The positions of the French and English clubs look to be entrenched
Under the current accord the English and French receive the lions’ share, circa €10 million each (which is hardly a pittance for nine weeks’ work), whereas the IRFU and WRU receive around €4.5 million, with the Scots and Italians under €3 million each. The remaining monies consist of merit payments of approximately €450,000 for each quarter-finalist, with extra bonuses going to the semi-finalists and finalists, as well as the winner.
“It’s a significant chunk of money,” admitted IRFU chief executive Philip Browne this week. “Having said that, if we have to wear it for a year or whatever, we have to look at that, but the bottom line is that we have to run a sustainable sport.”
Thus, were there no Heineken Cup next season, it would, admits Browne, “effectively call into question the viability of professional rugby outside France and England within Europe, and if that happens it calls into question the future of the Six Nations championship and international rugby.”
The IRFU’s total turnover per annum is around the €60 million mark, 85 per cent of which is from international rugby, so the potential loss of €5-6 million per year would have huge ramifications.

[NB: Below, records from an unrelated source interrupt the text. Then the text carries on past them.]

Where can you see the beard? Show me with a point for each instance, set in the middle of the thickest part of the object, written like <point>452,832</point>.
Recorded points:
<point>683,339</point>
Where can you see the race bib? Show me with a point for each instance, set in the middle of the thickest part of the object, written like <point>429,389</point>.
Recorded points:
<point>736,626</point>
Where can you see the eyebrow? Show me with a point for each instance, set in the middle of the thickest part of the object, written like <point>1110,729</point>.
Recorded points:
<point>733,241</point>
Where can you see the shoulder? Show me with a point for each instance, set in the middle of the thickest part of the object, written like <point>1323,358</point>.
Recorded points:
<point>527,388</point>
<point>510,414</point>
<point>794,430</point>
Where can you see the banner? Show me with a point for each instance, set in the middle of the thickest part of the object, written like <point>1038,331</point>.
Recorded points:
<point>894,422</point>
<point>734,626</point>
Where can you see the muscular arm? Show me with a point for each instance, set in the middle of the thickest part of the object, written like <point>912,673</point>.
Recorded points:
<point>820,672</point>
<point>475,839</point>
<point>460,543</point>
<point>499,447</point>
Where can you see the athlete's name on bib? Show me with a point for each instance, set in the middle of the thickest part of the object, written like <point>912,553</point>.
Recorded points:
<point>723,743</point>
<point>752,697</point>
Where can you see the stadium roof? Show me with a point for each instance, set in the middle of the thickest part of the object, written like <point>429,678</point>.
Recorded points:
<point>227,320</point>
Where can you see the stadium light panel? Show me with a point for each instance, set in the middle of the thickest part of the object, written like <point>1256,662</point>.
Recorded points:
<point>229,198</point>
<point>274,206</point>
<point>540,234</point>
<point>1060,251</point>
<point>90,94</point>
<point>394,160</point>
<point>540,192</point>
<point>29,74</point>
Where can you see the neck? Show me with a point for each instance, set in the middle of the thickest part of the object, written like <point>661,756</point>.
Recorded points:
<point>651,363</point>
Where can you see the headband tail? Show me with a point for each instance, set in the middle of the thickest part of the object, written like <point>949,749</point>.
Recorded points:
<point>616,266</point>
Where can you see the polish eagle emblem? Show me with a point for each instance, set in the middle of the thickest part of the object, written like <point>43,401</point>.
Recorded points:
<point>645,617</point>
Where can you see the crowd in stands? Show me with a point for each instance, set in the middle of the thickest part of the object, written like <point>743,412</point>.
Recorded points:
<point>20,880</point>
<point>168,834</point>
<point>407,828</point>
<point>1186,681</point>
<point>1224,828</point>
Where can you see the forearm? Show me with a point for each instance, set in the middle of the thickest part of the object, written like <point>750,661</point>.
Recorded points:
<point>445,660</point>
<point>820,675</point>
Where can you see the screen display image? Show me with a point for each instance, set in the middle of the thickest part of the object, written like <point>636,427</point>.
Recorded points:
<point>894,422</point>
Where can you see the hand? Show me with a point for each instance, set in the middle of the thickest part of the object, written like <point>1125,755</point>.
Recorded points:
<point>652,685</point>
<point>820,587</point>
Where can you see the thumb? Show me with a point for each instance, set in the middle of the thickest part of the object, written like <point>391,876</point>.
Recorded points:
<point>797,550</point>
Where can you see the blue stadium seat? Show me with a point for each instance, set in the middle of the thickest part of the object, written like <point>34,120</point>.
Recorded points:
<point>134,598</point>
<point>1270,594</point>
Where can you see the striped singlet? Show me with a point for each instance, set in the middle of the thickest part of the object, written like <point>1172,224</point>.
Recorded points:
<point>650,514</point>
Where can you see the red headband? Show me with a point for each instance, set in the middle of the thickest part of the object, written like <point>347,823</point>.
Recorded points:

While the IRFU might be able to see out a year with no revenue streams from a pan-European competition, they couldn’t for much longer than that. For starters, they could no longer afford to maintain four professional teams in each of the provinces.
“The consequences would be very serious,” admits Leinster chief executive Mick Dawson. “It would definitely unsettle Irish players if they weren’t playing in a major European competition and it would seriously affect our financial model. It would also be a terrible pity for something which has such a cachet and presence, and which people really like and enjoy, to be thrown away because we couldn’t sit in a room and sort it out.”
Whatever about Irish rugby, the game in Scotland and Italy is in an even more fragile state, and the Welsh player drain would assuredly be accentuated.
Throughout the course of the four stakeholders meetings which have taken place since the English and French clubs served notice of their intentions, the Celts and Italians have stressed their willingness to negotiate on the issues of meritocratic qualification, tournament format and financial distribution. They repeated this at last Wednesday’s board meeting, also attended by René Bouscatel of the Ligue Nationale de Rugby and Peter Wheeler of Premiership Rugby.
The English and the French clubs have legitimate gripes. For example, Zebre lost all 28 competitive games last season – 22 in the Rabo Pro 12 and six in the Heineken Cup – yet are in this season’s Heineken Cup again.
Leinster have suggested a revised qualification format of the top seven teams in the Premiership and Top 14, the top eight in the Rabo Pro12 and the winners of the Heineken and Amlin Cups. Within this framework, a qualifier from each of the four countries in the Rabo Pro12 could be enshrined, meaning that a place in the top five would ensure qualification. “I have no doubt this would add to the interest in the Rabo Pro12 and make it a better competition,” says Dawson.
Whereas the Unions and Federations oversee, and have a duty of care, for the entire game under their jurisdiction, the English and French clubs do not. But another difference from 2007 is that even more English and French clubs have fallen into the hands of millionaire businessmen such as Bruce Craig, who bought Bath in April 2010 not long after selling his pharmaceutical services company Markern for €1.16 billion. Or Mourad Boudjellal, the comic book publishing millionaire at Toulon and so on.
Tellingly, it was Craig who accompanied Mark McCafferty, Premiership Rugby’s chief executive, to Paris to meet with French club representatives a week before stating their intention to leave the Heineken Cup and set up their own cross-border competition. These businessmen are not inclined to tug the forelock toward unions or federations.
After Wednesday’s board meeting the ERC resolved to resume stakeholders’ meetings urgently, with the Welsh RFU chief executive Roger Lewis suggesting the appointment of a mediator or facilitator agreeable to all parties. A tad ominously though, within a day the English and French clubs dug their heels in even more deeply.